Cancer cells rely heavily on glycolysis for energy production and survival. Therefore, targeting glycolysis represents a promising therapeutic approach to cancer treatment. This study investigates the anticancer potential of myrrhanone B (MN) and myrrhanol B (ML), two bioactive triterpenoids isolated from the ethyl acetate extract of (CMEE), with a particular focus on their effects on cancer metabolism and apoptosis. The cytotoxic effects of CMEE, MN, and ML were evaluated in MCF-7 and MDA-MB-231 breast cancer cell lines by using MTT assays. Molecular docking and molecular dynamics (MD) simulations were performed to examine interactions with glucose transporter-1 (GLUT1). Glucose uptake and lactate production were assessed calorimetrically to determine their impact on glycolysis. Apoptosis was analyzed using flow cytometry with annexin V/PI staining, while reactive oxygen species (ROS) levels and caspase-3 activity were measured to explore oxidative stress and apoptotic pathways. CMEE, MN, and ML significantly reduced cell viability in a dose-dependent manner, with IC values at 48 h of 30 μg/mL for CMEE, 18 μM for MN, and 23 μM for ML in MDA-MB-231 cells and 40 μg/mL for CMEE, 22 μM for MN, and 27 μM for ML in MCF-7 cells. , glucose uptake and lactate levels were significantly reduced in MDA-MB-231 and MCF-7 cells following treatment with IC concentrations of MN, ML, and CMEE, suggesting a strong antiglycolytic effect. docking and simulation predict good complementarity of MN and ML with GLUT1 protein and high binding affinity for the GLUT1 receptor, which may be a probable drug target for these compounds. Furthermore, apoptosis assays revealed a significant increase in early and late apoptotic cell populations following treatment with IC doses of CMEE, MN, and ML, which correlate with the elevated intracellular ROS levels and enhanced caspase-3 activity. CMEE and its bioactive compounds, MN and ML, exert potent anticancer effects by glycolysis suppression, elevating ROS levels, and promoting apoptosis in MDA-MB-231 and MCF-7 breast cancer cells.

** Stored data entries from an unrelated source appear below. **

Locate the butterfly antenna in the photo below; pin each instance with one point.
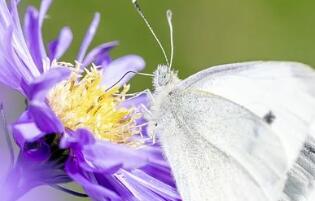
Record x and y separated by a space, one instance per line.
139 10
7 135
69 191
128 72
169 16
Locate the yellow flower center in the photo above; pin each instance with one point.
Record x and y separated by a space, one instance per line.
81 102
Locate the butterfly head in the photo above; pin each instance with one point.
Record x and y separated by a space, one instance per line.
164 76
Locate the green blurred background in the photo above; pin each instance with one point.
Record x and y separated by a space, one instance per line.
207 32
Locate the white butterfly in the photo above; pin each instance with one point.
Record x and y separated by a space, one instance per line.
237 132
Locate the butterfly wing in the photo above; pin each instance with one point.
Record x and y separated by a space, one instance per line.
220 151
284 90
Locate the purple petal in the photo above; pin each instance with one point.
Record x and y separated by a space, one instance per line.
77 138
26 132
153 184
45 118
41 86
88 37
118 68
99 55
104 156
40 153
8 75
59 46
139 191
94 190
33 36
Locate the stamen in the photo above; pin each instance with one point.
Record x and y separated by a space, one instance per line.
84 103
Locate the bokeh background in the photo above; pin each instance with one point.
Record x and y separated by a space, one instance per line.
207 32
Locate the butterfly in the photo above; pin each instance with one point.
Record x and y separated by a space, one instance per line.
237 132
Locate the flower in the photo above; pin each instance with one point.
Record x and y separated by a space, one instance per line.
79 124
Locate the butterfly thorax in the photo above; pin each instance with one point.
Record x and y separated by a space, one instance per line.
164 79
164 82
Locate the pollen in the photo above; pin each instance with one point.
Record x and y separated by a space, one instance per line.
81 102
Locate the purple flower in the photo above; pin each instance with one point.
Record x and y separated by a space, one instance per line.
79 124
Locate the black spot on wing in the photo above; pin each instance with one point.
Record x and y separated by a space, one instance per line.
269 118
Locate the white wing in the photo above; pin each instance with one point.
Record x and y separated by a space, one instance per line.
220 151
286 89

癌细胞严重依赖糖酵解来产生能量和维持生存。因此,靶向糖酵解是一种很有前景的癌症治疗方法。本研究调查了没药酮B(MN)和没药醇B(ML)的抗癌潜力,这两种生物活性三萜类化合物是从(CMEE)的乙酸乙酯提取物中分离得到的,特别关注它们对癌症代谢和凋亡的影响。通过MTT法评估CMEE、MN和ML对MCF - 7和MDA - MB - 231乳腺癌细胞系的细胞毒性作用。进行分子对接和分子动力学(MD)模拟以检查与葡萄糖转运蛋白-1(GLUT1)的相互作用。通过量热法评估葡萄糖摄取和乳酸产生,以确定它们对糖酵解的影响。使用膜联蛋白V/PI染色的流式细胞术分析凋亡,同时测量活性氧(ROS)水平和半胱天冬酶-3活性以探索氧化应激和凋亡途径。CMEE、MN和ML以剂量依赖性方式显著降低细胞活力,在MDA - MB - 231细胞中,48小时时CMEE的IC值为30μg/mL,MN为18μM,ML为23μM;在MCF - 7细胞中,CMEE为40μg/mL,MN为22μM,ML为27μM。此外,用MN、ML和CMEE的IC浓度处理后,MDA - MB - 231和MCF - 7细胞中的葡萄糖摄取和乳酸水平显著降低,表明具有强烈的抗糖酵解作用。分子对接和模拟预测MN和ML与GLUT1蛋白具有良好的互补性,对GLUT1受体具有高结合亲和力,这可能是这些化合物的一个潜在药物靶点。此外,凋亡分析显示,用CMEE、MN和ML的IC剂量处理后,早期和晚期凋亡细胞群体显著增加,这与细胞内ROS水平升高和半胱天冬酶-3活性增强相关。CMEE及其生物活性化合物MN和ML通过抑制糖酵解、升高ROS水平以及促进MDA - MB - 231和MCF - 7乳腺癌细胞凋亡发挥强大的抗癌作用。